Steps/Code to reproduce bug
Tried using transformer-engine in a Docker container that did not have a system CUDA installed.
Expected behavior
transformer-engine should find the CUDA libraries inside the CUDA Python packages. Example:
import nvidia.cudnn
nvidia.cudnn.__file__
lib_path = os.path.join(nvidia.cudnn.__file__, "lib")
-
In most cases, the import infrastructure searches for system installs first: https://github.com/NVIDIA/TransformerEngine/blob/af2a0c16ec11363c0af84690cd877a59f898820e/transformer_engine/common/init.py#L234-L247
-
If that fails, it searches for a Python package: https://github.com/NVIDIA/TransformerEngine/blob/af2a0c16ec11363c0af84690cd877a59f898820e/transformer_engine/common/init.py#L249-L252
-
As a last resort, it does nothing and hopes that the linker can find the shared lib.
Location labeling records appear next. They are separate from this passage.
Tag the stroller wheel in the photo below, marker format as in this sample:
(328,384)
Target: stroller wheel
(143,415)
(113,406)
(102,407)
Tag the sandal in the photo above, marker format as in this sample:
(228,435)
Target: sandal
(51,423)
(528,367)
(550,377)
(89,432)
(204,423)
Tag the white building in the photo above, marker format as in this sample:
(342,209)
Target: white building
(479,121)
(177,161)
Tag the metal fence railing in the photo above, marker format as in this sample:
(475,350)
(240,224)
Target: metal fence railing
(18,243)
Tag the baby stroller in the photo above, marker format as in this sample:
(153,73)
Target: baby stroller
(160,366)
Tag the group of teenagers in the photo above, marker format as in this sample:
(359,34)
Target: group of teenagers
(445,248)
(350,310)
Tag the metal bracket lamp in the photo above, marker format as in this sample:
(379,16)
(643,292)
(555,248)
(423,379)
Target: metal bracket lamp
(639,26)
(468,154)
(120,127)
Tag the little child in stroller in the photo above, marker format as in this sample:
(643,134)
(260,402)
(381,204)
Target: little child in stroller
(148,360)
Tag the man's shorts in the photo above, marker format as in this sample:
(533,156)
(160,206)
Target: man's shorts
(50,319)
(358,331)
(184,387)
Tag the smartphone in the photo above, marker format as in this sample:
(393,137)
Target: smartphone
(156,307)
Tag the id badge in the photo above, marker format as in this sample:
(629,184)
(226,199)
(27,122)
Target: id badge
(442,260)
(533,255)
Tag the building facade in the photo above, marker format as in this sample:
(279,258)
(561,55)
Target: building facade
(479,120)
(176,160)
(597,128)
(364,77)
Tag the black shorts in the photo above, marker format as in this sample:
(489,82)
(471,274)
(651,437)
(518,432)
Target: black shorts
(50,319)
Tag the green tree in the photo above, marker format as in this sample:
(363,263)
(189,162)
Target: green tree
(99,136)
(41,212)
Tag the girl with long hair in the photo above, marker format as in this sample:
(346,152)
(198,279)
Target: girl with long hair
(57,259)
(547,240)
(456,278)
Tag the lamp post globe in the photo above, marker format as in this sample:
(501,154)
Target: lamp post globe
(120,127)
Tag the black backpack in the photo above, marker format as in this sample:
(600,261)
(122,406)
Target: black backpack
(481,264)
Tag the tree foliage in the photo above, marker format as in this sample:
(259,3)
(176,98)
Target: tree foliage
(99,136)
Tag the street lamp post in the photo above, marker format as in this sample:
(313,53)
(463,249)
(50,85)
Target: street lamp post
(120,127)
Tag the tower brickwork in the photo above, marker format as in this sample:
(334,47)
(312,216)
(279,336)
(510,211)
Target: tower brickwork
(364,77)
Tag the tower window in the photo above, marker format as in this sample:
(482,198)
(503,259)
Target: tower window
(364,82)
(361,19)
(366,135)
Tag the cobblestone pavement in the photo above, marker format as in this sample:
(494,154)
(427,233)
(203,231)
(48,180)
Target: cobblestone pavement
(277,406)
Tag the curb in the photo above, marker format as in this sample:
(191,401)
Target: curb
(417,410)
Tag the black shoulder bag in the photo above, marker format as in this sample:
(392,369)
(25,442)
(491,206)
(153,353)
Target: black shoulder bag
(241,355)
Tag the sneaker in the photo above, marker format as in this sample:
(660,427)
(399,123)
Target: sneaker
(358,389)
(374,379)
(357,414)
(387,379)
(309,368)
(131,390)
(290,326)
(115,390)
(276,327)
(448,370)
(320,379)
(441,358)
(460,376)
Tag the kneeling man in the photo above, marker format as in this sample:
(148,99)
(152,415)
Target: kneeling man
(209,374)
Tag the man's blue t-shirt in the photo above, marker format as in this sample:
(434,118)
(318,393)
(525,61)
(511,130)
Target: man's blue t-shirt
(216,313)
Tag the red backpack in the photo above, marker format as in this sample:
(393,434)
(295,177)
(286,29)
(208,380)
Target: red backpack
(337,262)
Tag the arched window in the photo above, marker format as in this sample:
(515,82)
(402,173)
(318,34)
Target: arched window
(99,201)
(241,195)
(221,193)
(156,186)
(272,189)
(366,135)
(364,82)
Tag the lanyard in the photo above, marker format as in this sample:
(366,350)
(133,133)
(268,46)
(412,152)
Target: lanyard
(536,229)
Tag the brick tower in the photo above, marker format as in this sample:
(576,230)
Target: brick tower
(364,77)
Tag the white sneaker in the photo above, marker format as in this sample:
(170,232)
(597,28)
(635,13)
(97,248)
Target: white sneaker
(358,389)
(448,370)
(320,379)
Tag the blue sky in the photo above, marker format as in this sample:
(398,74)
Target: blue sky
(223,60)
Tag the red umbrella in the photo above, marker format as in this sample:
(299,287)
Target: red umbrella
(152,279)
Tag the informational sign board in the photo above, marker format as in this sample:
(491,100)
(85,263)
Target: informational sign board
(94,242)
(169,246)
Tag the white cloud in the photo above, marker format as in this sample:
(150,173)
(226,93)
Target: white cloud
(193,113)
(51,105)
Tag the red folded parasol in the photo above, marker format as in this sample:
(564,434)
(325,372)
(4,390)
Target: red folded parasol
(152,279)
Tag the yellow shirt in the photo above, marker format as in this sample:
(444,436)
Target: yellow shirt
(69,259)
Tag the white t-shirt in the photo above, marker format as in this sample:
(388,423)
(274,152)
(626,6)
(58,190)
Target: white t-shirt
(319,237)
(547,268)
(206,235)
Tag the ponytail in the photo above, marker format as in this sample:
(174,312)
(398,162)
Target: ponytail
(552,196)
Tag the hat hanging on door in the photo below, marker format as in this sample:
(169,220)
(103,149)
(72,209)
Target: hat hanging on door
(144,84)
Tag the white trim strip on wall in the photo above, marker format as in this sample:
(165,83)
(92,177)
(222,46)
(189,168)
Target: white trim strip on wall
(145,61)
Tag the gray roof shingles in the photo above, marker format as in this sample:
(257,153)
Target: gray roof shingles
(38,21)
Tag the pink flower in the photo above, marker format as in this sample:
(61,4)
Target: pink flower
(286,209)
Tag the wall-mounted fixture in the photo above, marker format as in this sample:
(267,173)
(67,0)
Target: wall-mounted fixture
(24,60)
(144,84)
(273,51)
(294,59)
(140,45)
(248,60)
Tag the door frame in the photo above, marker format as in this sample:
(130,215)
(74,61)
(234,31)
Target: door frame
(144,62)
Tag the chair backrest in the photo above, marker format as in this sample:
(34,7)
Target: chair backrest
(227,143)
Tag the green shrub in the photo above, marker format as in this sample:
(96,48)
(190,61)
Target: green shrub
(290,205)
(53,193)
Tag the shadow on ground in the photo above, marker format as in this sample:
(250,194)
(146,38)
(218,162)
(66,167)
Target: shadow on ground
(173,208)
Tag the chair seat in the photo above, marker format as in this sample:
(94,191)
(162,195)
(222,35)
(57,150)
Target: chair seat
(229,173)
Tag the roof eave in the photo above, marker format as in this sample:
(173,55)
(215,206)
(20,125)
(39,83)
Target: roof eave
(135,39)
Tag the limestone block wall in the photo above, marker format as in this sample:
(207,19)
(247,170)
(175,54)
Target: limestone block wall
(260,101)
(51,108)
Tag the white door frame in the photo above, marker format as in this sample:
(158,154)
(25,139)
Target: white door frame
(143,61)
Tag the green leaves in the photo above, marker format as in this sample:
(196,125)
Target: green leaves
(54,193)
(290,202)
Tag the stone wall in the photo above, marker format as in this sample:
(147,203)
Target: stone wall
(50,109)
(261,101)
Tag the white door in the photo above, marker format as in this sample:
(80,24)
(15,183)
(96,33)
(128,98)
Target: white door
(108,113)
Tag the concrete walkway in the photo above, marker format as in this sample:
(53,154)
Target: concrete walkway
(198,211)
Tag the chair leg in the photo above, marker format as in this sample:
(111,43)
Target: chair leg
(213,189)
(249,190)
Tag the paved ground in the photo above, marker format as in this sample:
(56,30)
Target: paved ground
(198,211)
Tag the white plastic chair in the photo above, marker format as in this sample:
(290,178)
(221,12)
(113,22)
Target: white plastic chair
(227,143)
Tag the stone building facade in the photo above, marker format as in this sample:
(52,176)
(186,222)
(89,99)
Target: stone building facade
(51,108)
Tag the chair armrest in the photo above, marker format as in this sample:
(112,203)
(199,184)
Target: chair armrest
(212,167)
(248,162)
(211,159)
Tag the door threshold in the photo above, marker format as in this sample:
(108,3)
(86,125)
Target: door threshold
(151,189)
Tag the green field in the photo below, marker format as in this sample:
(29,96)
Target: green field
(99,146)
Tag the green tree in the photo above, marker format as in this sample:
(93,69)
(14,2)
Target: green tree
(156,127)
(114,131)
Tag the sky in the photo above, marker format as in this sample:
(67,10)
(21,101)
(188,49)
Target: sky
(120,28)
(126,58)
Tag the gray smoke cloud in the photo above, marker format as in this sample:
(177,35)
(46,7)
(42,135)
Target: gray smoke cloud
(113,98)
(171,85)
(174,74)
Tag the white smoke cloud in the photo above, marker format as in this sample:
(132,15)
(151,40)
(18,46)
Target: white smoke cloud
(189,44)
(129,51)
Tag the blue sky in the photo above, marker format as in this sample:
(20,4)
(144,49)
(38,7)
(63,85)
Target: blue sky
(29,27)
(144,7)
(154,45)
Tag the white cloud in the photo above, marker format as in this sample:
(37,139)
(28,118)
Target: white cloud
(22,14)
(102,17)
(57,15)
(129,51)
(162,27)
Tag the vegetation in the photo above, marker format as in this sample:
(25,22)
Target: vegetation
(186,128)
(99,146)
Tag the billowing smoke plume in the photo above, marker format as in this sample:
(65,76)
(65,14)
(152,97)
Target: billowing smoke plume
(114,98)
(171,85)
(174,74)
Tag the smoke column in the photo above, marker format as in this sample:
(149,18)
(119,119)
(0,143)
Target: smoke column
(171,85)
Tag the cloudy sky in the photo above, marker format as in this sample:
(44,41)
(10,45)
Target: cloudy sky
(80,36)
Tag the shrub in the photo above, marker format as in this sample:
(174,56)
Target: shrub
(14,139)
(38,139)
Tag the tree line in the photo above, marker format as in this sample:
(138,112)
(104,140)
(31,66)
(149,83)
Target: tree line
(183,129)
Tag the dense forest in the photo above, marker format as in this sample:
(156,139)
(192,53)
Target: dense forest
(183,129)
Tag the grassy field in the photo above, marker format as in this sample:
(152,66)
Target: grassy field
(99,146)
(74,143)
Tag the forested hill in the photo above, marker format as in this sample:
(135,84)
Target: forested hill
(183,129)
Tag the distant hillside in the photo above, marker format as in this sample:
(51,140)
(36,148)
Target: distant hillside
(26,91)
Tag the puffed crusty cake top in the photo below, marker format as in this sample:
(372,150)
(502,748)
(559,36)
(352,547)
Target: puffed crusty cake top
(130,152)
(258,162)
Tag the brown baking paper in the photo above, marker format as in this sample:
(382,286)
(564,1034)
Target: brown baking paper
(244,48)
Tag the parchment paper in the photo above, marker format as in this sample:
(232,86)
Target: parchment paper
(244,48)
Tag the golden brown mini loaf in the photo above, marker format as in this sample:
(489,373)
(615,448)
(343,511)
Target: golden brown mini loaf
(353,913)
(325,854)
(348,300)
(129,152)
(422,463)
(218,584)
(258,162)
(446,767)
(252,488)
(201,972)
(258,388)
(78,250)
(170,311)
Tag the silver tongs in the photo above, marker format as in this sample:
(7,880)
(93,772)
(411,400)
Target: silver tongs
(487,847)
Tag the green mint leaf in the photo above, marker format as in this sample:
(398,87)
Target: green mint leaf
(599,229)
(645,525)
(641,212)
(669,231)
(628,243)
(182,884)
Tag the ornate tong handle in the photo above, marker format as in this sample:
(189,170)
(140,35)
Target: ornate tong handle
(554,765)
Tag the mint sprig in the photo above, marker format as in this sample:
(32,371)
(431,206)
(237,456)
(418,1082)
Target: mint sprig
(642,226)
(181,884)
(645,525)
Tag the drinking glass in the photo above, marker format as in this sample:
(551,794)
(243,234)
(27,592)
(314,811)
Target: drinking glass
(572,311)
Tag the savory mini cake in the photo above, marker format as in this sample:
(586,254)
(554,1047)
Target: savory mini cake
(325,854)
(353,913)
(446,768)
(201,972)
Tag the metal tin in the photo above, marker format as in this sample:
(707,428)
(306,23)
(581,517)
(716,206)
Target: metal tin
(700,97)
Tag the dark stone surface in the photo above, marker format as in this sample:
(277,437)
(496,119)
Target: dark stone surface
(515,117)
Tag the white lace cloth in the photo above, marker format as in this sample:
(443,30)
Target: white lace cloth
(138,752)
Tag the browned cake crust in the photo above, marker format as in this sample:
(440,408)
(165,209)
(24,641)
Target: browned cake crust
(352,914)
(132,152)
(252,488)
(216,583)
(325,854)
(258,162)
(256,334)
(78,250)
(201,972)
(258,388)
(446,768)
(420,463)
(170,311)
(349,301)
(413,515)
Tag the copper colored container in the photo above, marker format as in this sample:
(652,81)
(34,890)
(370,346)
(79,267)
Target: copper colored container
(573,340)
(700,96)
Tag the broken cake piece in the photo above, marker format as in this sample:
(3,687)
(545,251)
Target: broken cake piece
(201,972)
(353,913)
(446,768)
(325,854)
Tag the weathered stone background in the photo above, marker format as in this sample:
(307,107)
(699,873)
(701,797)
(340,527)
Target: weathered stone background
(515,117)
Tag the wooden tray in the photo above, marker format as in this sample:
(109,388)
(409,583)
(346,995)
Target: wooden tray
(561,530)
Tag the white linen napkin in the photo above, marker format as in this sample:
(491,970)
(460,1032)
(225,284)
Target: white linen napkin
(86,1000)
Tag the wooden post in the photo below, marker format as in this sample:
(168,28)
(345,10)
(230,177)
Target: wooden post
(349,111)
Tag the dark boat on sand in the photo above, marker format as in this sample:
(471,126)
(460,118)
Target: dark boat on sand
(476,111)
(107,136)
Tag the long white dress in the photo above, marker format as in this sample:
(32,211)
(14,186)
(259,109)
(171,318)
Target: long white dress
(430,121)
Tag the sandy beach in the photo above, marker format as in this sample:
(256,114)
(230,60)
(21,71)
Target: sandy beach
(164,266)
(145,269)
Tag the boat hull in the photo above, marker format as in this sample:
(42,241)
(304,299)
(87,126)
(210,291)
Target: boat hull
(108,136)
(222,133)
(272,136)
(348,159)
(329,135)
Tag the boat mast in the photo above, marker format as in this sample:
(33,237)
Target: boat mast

We prefer prioritizing the system install over the Python package because it is more configurable. If you already have an install of CUDA/cuDNN/etc, or perhaps multiple installs, then you can specify the desired library by setting environment variables.
I think it makes more sense to search the other way round as you load a conda environment with the expectation that it will supersede the system level installs.